Hopefully the last word on Mannygate

Hi All, my name is Gary Jacobs, and while Evan is sunning himself, foofoo umbrella drink in hand (GOD, I’m jealous), I’m filling in for him.
And, of course, it’s a great time to write about the Red Sox (my usual gig is to write about the farm team and the Boston Bruins ). The events of the past week have served, like any adversity that doesn’t prove deadly, to strengthen the team and gear it up for the stretch run. In fact in hindsight it could be said that this kind of thing was just what the team needed.
We’ve heard the expression “Manny being Manny” far too often lately, from the writers and talking heads around Boston, and even from Manny himself. That expression seems to connote a sort of hitting savant, who can knock the cover off the ball when he wants to (or hit a clutch single when he wants to) but whose fielding is — to be charitable — suspect, and his clubhouse behavior is baffling. That last contention is a critical error in thinking, and correcting it is a key to understanding and working with Manny.
Because it’s widely been written by those same scribes and TV types that Manny has a certain “childlike” quality about him, which I don’t disagree with in the slightest. However, people that are baffled by his behavior don’t extend that metaphor far enough.
Children are prone to pout. Children often say things that they mean right then but don’t mean in the long view. Children often are stung by reproach and need to feel loved and validated all the time.
So when Manny demanded to be traded, it should have been met with the same sort of gravitas as if he had said that he was going to hold his breath until he turns blue and dies, and won’t we be sorry then. And, for the most part, it was.
Children need to, from time to time, feel the rod of correction (to borrow a phrase from the Bible, a book which I admittedly have little more than a passing familiarity). #38 apparently took care of that when he reminded him from two inches away of the old bromide about playing for the name on the front of the uniform, not on the back. And, like most corrective behavior in children, it worked.
Terry Francona, I think, gets this more than most. What did he do? Why, he grounded him, that’s what he did. Because that’s what you do with a misbehaving child.
Whether the powers that be displayed the wisdom herein encapsulated or they just lost his temper with him and benched his ass, I don’t know. All I know is it seemed to work beyond anyone’s wildest dreams.
Because just as a problem child can put a strain on a marriage, Manny’s troubles did indeed seem to upset the dynamic of the clubhouse (full disclosure: never having set foot in their clubhouse, that’s an outsider’s view). Now that Manny is once again pacified, it seems that not only has the clubhouse gotten back to where it was before, but I think that it has found its chemistry, its personality, and is far more ready for its stretch drive than it was a week ago.

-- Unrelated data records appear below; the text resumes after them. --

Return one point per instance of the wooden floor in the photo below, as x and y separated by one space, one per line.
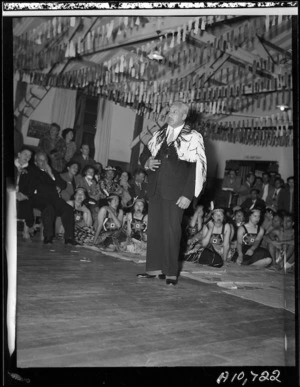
85 309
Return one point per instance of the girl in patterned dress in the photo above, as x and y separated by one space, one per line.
110 220
249 237
135 224
83 231
215 240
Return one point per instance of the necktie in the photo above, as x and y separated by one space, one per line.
170 136
73 184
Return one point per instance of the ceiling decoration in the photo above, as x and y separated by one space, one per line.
224 67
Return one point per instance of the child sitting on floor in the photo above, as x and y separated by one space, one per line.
271 239
286 245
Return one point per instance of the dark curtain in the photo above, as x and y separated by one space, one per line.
79 116
135 151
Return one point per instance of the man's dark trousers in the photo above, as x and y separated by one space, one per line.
163 235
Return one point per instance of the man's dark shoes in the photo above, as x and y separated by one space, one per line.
145 275
169 281
71 242
48 241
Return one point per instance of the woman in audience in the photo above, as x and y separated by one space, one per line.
194 235
68 135
271 239
110 220
268 218
88 182
108 185
55 147
215 240
72 168
83 232
249 237
238 220
123 182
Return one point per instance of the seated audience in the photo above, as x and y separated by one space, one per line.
84 159
249 237
286 196
267 190
253 201
135 223
271 238
278 184
55 147
44 192
244 190
258 184
110 220
24 205
124 184
88 182
98 171
238 220
194 234
68 135
138 187
84 233
18 137
108 185
230 186
215 240
268 218
69 176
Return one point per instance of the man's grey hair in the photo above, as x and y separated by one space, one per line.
183 106
39 153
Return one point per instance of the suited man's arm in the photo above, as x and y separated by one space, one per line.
144 156
189 187
62 184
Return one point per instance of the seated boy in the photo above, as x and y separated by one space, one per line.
271 239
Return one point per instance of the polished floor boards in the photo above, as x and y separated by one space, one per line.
79 308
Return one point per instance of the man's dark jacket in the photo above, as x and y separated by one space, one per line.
173 178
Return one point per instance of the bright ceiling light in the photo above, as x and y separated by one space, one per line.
155 55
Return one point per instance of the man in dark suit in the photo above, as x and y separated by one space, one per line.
84 159
253 201
176 164
44 193
24 205
138 188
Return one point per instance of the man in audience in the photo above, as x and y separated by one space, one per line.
44 193
278 184
24 205
267 190
253 202
138 188
286 196
84 159
18 137
244 190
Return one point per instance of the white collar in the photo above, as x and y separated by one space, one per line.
19 166
176 131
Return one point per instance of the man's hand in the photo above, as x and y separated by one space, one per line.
249 252
152 164
21 197
183 202
239 260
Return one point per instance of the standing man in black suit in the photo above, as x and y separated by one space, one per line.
176 164
44 193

Certainly other factors have contributed to that: Theo’s quiet dealings over the month of July have strengthened the club immeasurably (read: Hi, Graffanino, see you Bellhorn), the trade deadline is past so nobody is on pins and needles (the Boston Globe reported that Bill Mueller kept a packed suitcase with him all last week just in case). The PawSox have contributed Manny Delcarmen and Jon Papelbon (who is back down until the callups), and of course Curt’s back. But it does seem as if Mannygate (and the ensuing MannyMania in which we currently find ourselves) gave this team exactly what it needed. I feel comfortable about our ability to defend our title for the first time all year.
Incidentally, don’t misunderstand my observations about Manny as a knock on him: I love the guy. I’ve had the privilege of watching him up close his entire career (I lived in Cleveland when he started off there, and I moved back home the year he came here). You just have to know what you’re dealing with when you deal with him. Boston is reaping the benefits of that understanding and hopefully will all through October.